In today’s post, we’re going to take a look at two go-to books which should grace every reference shelf. While dictionaries are mandatory, we should also write with an eye toward style and of course, grammar.
When I began writing as a hobby, then later for school, I had a brown leather and gold reference set – dictionary, thesaurus, basic grammar elements, The fourth edition of Strunk & White’s Elements of Style is an 85-page powerhouse of timeless advice on how to write well. If you’re looking for authenticity, well then, let me expand on the names – E.B. White and William Strunk, Jr. More than likely you’re familiar with the first name and his work, currently listed in the Top 40 American Great Reads, Charlotte’s Web.
While I certainly chose the book for its vibe of how to write well, it is also a showpiece to me of the other writing White accomplished – think The New Yorker. And who better to write the forward than his stepson, Roger Angell? Especially, since it was E.B., who wrote the introduction to the 1979 edition. Why? William Strunk, Jr. was his professor at Cornell University and this is where E.B. White first spied the slim volume which now boasts his name in its third and fourth incarnations. The original book was even shorter at only 43 pages!
Consider this: the Declaration of Independence is a one-page document and sets down all the whys and wherefores of our forefathers ideas of how they wanted to run this country. The First Edition of The Elements of Style was 43 pages and the fourth is now 85 pages getting to the basics of writing well. And yet, somewhere I read – a few years ago – the rules and regulations on importing lettuce was 1100 pages (maybe it’s been cut since then, but…) So, 1 page to run a country; 43-85 pages on how to write well in the tangled rhetoric of the English language; and 1100 pages on the import regulations on a head of lettuce.
I’m going to step outside my comfort zone here a little bit and in today’s vernacular and text speak to write SMH. Translated: Shaking My Head. Eye roll and onward!
If you’ve been following our August Book Reviews this week, you’ll know I’ve taken to opening the book near the middle and giving the first two lines. And today’s post is no different.
“….all, that what follows is summary, and then waste no words in repeating the notification. In notebooks, in newspapers, in handbooks of literature, summaries of one kind or another may be indispensable, and for children in primary schools retelling a story in their own words is a useful exercise.”
~ page 32, Strunk & White’s The Elements of Style
Part of a writing style involves good grammar. Today, there are so many places to turn online from MSWord grammar and spellchecker to Grammarly, finding the best source for you can be overwhelming.
But, if you want to just pull something from your bookshelf and if grammar is just not your thing, then I recommend a flip through the pages of Patricia T. O’Connor’s Woe is I – The Grammarphobe’s Guide to Better English in Plain English.
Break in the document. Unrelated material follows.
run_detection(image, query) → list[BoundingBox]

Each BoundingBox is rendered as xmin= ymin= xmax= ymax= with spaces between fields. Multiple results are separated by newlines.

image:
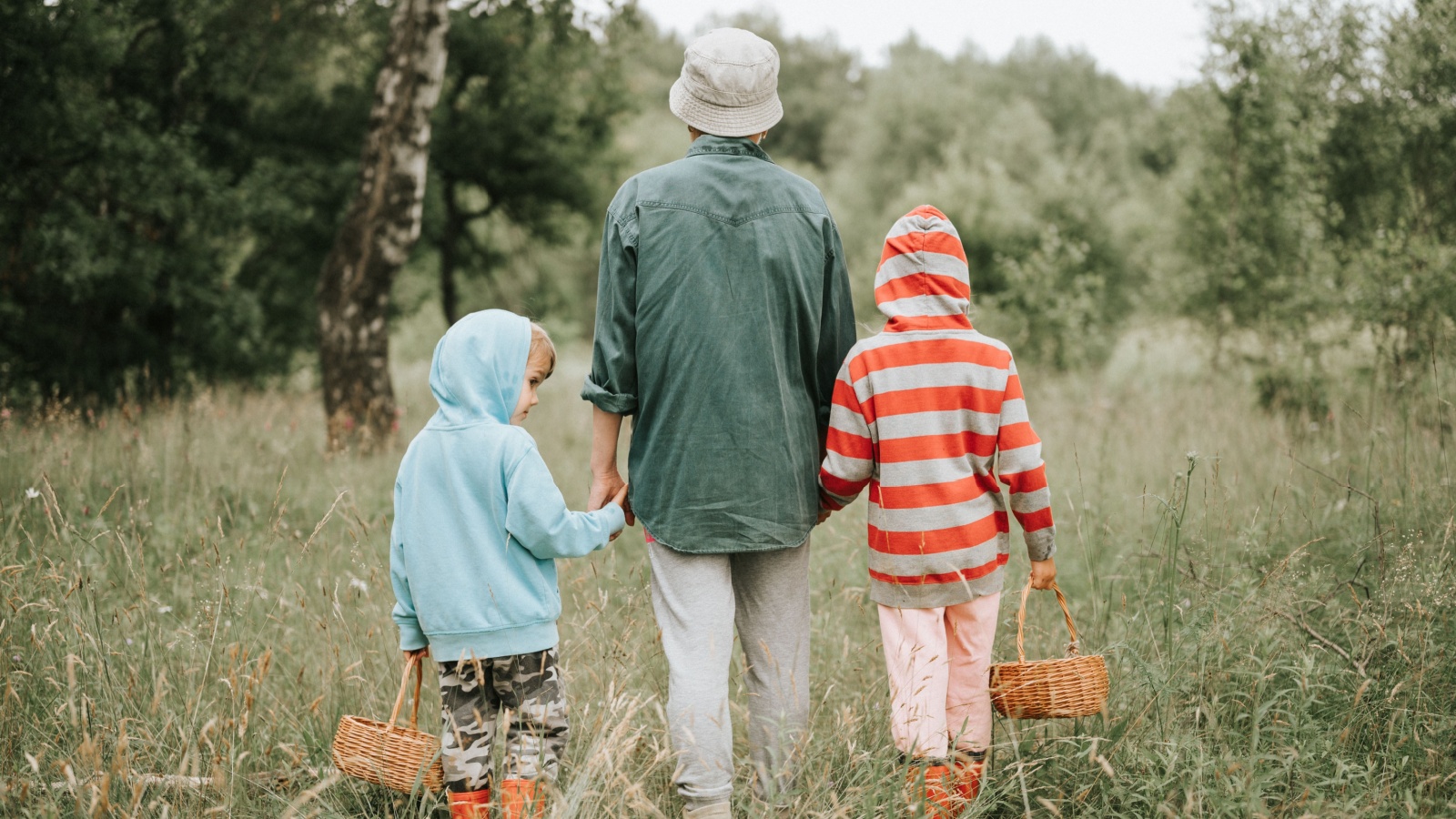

I discovered Ms. O’Connor’s book a few years ago and wished I’d had it when I first began teaching English abroad. If you’ve never gone through the process of teaching English, my first foray into teaching began before my TEFL-certification course. After the basic application information, the next step was an intensive grammar review. Which was disheartening, to say the least.
I remember turning to my roommate at the time and exclaiming, “I don’t know why it’s wrong. I just know it’s wrong.” But, that approach would have gotten me nowhere had I taught that way in my lessons. So, for the quintessential child still asking “Why?” The Grammarphobe’s Guide was the answer to my prayers.
At 250 pages, the updated and third edition of Woe is I, has been a lifesaver as years later and in my own writing, I struggle to remember certain grammar elements. Sometimes, I think quotation marks, for example, should be done one way, but the book tells me different. It’s kind of like being too close to something.
Ever looked down at your writing and a word as simple as “the” looks misspelled or a run-on sentence has suddenly become a comma burying ground (read: way too many. better just to make two sentences)? Good, I’m not the only one!
In keeping with our middle of the book call-out, this little tidbit comes from page 123.
“The whole point of putting only in its place is to make yourself understood […]. But, in informal writing and conversation, if no one’s likely to mistake your meaning it’s fine to put only where it seems most natural – usually in front of the verb: I’m only saying this once.”
We’ve all had those moments where we wish someone would just tell us in plain English the best way to write English. Et voila! No more Woe is I when it comes to getting my grammar right. Add to that, timeless advice on elements of style, and together you’ve got a winning combination for writing at your best.